As he neared the edge of the field, we saw tears rolling down his face, and the glossed and drying lines left while he still lay in the grass. Not from pain, alone: more, it was the recognition that he--the polished tip of the spear--was not simply tarnished, but broken. He would never set foot on another field, not in uniform, not in glory.

And then, with the cart finally rolling into the exit tunnel, the lights of the ambulance flashing across the tunnel’s walls, he did it: he turned his gloved hand, brought it flush with his body. Curled up a fist. Extended a thumb.

Thumbs up, America.

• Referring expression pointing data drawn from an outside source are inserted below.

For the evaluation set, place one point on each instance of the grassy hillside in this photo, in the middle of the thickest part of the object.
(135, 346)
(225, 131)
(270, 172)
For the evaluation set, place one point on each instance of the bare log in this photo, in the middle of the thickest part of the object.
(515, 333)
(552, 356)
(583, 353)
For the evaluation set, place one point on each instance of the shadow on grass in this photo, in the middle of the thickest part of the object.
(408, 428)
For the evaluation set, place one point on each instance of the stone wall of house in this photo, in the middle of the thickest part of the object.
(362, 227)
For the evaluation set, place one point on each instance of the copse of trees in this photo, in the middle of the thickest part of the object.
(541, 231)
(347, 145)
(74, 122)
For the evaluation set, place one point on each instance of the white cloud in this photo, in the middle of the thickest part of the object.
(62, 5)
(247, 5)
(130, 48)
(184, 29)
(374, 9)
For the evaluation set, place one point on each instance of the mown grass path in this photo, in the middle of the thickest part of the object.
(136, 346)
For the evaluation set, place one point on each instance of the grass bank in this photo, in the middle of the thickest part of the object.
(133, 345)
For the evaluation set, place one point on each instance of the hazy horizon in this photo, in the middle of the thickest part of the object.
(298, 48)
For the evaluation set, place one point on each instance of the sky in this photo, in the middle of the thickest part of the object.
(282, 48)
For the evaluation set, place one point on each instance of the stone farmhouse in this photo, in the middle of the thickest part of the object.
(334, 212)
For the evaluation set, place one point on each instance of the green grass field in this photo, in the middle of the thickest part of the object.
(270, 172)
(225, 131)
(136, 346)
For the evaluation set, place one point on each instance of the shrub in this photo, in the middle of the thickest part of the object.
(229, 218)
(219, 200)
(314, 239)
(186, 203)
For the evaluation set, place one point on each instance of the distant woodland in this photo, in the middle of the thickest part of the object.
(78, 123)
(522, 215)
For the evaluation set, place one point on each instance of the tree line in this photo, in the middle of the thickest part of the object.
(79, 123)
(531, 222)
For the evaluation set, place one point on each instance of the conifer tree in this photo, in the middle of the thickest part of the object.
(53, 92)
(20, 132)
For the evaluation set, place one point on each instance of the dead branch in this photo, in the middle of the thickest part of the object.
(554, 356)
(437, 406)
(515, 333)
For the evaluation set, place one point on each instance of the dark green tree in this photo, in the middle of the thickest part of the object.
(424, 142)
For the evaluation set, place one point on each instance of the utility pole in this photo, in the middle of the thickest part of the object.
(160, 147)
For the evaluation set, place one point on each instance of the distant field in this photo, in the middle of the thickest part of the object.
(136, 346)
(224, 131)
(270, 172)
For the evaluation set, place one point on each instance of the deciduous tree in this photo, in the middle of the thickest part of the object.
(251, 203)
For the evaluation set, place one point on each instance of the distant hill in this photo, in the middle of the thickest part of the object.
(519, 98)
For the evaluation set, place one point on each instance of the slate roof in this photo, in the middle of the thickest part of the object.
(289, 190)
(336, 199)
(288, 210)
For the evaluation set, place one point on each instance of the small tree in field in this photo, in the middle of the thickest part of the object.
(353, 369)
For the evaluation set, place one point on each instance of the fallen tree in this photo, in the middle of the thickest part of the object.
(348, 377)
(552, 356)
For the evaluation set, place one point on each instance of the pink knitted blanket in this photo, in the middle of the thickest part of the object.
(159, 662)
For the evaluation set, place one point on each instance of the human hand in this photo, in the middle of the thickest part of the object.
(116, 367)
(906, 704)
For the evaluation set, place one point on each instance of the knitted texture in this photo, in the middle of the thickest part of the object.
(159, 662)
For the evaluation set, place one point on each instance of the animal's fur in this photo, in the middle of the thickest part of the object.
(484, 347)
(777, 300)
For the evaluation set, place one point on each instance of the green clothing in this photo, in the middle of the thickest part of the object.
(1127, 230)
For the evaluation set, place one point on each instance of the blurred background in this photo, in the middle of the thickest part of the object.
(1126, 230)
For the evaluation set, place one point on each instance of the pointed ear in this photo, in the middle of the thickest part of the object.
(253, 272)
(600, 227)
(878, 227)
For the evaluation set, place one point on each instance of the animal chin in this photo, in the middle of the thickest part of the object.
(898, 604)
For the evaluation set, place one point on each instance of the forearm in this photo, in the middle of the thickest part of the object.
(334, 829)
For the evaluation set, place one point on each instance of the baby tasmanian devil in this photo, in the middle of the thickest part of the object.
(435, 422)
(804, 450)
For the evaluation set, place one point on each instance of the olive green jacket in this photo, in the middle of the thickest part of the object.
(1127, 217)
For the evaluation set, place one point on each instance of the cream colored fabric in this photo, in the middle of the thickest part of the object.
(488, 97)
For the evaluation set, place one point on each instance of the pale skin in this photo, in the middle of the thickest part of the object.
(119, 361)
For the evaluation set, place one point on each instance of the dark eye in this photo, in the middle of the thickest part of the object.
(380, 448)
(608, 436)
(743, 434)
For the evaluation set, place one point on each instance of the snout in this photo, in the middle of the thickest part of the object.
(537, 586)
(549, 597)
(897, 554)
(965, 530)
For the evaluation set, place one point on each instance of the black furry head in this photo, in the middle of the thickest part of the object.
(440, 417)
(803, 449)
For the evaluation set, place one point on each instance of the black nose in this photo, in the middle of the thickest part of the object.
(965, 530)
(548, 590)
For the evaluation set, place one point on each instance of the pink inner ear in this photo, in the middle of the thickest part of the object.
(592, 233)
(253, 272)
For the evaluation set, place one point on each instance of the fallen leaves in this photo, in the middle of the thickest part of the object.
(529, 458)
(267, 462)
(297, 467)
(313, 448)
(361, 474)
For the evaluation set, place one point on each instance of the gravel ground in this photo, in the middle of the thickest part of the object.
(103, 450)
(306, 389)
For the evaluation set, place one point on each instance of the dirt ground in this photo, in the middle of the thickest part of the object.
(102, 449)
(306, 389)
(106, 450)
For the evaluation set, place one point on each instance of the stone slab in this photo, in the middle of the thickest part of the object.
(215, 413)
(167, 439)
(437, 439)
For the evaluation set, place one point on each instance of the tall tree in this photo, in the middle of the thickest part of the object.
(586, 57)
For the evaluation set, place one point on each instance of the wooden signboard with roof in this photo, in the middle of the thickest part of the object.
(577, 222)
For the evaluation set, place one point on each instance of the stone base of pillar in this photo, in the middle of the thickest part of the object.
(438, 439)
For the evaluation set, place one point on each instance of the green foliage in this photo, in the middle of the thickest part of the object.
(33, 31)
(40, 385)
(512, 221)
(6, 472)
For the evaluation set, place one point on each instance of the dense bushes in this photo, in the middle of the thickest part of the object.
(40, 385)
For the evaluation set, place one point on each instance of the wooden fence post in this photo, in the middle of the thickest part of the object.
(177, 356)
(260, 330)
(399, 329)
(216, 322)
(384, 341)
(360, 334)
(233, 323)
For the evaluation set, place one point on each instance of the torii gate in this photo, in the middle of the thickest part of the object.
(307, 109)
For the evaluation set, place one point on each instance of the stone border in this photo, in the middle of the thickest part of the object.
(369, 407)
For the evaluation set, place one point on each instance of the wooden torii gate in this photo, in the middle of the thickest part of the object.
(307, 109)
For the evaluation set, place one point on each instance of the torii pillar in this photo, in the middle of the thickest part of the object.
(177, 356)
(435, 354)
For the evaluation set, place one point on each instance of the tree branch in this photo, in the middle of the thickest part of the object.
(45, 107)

Everything is fine. Get another beer if you want one--this Sunday belongs to you. The game isn’t finished; this is only a momentum shift.

The thumbs-up: among the oddest rituals in all of sport. We’ve seen it so many times that we forget how odd a thing it is to see it at all. This year alone it has followed ACLs, MCLs, tibias and fibulas, ankles and Achilles. But on Sunday, we were treated to a thumbs-up so cheerfully indifferent to the annihilated body to which it was attached, that the ritual felt foreign anew. That thumbs up came from none other than the NFL itself.

Perhaps we should have known: the NFL had planted its foot where it should not have. It had already sustained a series of major injuries, and by last Sunday was practically left to ride a stretcher into the dome. There were the scandals over domestic violence. There were the reports of chronic neurological deficits. Suicides, murders. Double murders and rapes, and children beaten with tree limbs. Crimes hidden or revealed for nakedly pecuniary purposes. There was Colin Kaepernick, jobless: his pink slip a clear ultimatum for other voices.

But we watched on, even as the NFL grew ragged with age, and winced at the bone spurs of controversy. After all, it still professed to reward us, with a field on which athletic achievement and collapse gained the import of miracles and curses. We looked up to it as we would to the stars.

By last Sunday, when the NFL stumbled into the 2019 NFC Championship Game between the Rams and the Saints, it was weary, concussed. But it fought on. In so doing, it asked something of us, too. The request, one that pitted our own decency and humanity against everything else, was for complicity. And we said yes.

And then.

There were under two minutes remaining. Drew Brees dropped back, passed. Running the sideline was Tommy Lee Lewis, quick and sleight and unexpected. Charging towards Lewis, helmet-first and in stunning contravention of the rules of engagement, was Robey-Coleman. Common decency denies recounting of the next moment. Suffice it to say: while these kinds of collisions rarely end well, none has ever ended so disastrously.

The crowd’s reaction was instant, deafening. But behind those hundred decibels was an even louder silence. It was a moment of contemplation, for those of us still watching. The NFL had planted its foot where it should not have. We saw the bone breaking, the bowing heads. As the league rolled into the exit tunnel and on to Atlanta, it looked back at us, its eyes tearful. The hand turned, collected itself into a fist, and flashed the thumbs-up. But we knew that we would never see it again, not on this field, not in glory.